Aslında böylesine çağdaş ve güzel örneklerin öncüleri, Kamu İktisadi Teşekkülleridir. Her seçim öncesinde yakalanan inanç istismarı söylemleri, Tarım ve hayvancılık ta dâhil işletmelerimizin yok edilmesine ışık tutulan kötü algılar, sonra da “babalar gibi satarız” diyenler, güzel ülkemize ve milletine ihanet örneği olmuştur. Çünkü son 22 yılda doğup büyümüş genç kuşak, bu kötülüklerin sonucunun işsizlik olduğunu ve kendilerine de kaldırım mühendisliği düşmesine sebep olduğunu anlayamıyorlar.
Görüyoruz ki 72 yıl öncesinin demokrasi ve seçim taktiği değişmeden, kötüyü iyi algı olarak yutturmak isteyen sahte dış dostluklar ile sacayağı oluşturan tarikat ve siyaset birlikteliği vardır. Sahte dostun amacı sen üretme benden al, siyasetçinin doyamadığı saltanat ve koltuk hırsına destek, tarikatçının da çoğaltmak istediği köleler ve örtülü dış yardımların devamıdır.

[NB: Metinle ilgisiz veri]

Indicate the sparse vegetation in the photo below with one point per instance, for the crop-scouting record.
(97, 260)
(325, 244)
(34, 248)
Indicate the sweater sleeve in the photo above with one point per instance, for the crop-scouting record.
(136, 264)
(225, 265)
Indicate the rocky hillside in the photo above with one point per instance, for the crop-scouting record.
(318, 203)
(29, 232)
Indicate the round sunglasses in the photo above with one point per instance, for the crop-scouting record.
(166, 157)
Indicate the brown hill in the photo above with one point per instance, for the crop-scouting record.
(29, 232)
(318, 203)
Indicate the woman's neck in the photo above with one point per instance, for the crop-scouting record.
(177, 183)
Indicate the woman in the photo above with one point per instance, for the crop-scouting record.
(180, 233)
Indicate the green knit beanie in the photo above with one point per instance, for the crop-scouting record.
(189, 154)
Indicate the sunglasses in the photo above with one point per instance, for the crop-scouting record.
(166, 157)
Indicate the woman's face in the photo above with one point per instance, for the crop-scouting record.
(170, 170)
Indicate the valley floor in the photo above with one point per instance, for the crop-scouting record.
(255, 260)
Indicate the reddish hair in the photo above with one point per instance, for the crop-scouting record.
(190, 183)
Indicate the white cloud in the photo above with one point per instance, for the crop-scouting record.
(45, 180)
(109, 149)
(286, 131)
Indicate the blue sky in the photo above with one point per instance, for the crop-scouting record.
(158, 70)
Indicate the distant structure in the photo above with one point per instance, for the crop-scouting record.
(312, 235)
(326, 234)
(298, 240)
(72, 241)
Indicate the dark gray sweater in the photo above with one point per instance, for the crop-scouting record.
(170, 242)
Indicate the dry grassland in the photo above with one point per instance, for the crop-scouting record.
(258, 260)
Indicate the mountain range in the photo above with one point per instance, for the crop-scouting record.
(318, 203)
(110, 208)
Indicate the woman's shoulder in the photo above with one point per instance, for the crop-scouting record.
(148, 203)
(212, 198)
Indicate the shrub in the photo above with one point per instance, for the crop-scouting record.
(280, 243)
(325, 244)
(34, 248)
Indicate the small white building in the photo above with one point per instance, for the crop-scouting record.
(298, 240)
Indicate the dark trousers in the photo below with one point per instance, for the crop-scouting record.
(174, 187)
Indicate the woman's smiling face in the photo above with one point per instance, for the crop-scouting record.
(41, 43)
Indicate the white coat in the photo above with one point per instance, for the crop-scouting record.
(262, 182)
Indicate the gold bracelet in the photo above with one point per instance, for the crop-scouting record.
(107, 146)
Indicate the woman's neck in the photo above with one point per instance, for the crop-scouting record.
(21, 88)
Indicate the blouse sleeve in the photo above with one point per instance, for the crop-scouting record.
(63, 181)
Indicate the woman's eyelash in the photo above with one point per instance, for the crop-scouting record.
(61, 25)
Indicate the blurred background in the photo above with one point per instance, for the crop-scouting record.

Tarikat ve cemaatlere olan desteği asla hafife almamalıyız. Çünkü bu milletin belinin doğrulmasına sebep olacak her düşünce ve girişimin, onları hayata geçirecek siyasi ekibin önü bunlarla kesiliyor. 1925’te tekkeler lağv edilip, ülke kalkınmasına engeller aşılmıştır. 1950 den itibaren, ABD baskıları ile yeniden serbest bırakılınca, bu gün binlerce asalak tarikat ile cemaatçi ve onların milyonlarca köleleri oluşmuştur.
28 Şubat 1997 tarihinde bir yarım darbe yapılmıştır. Bu darbenin bize anlattığı temel başlıklar; 1) Darbenin amacı cemaat yapılanmasını önlemektir. 2) TSK’nin amacı, asla darbe değildir. Eğer AKP samimi olsaydı, hiç değilse 17/25 Aralık 2013 sonrası, darbeciler kadar cemaatin karşısında olurlardı. AKP, 2002 de başörtüsü ile seçimi kazandı ve hiç umutları kalmadığı bu seçimde, yine başörtüsüne sarıldılar. Oyunun asıl sahibinin yine ABD ama uygulayıcısı AKP ve ittifakı olduğu bilinmelidir.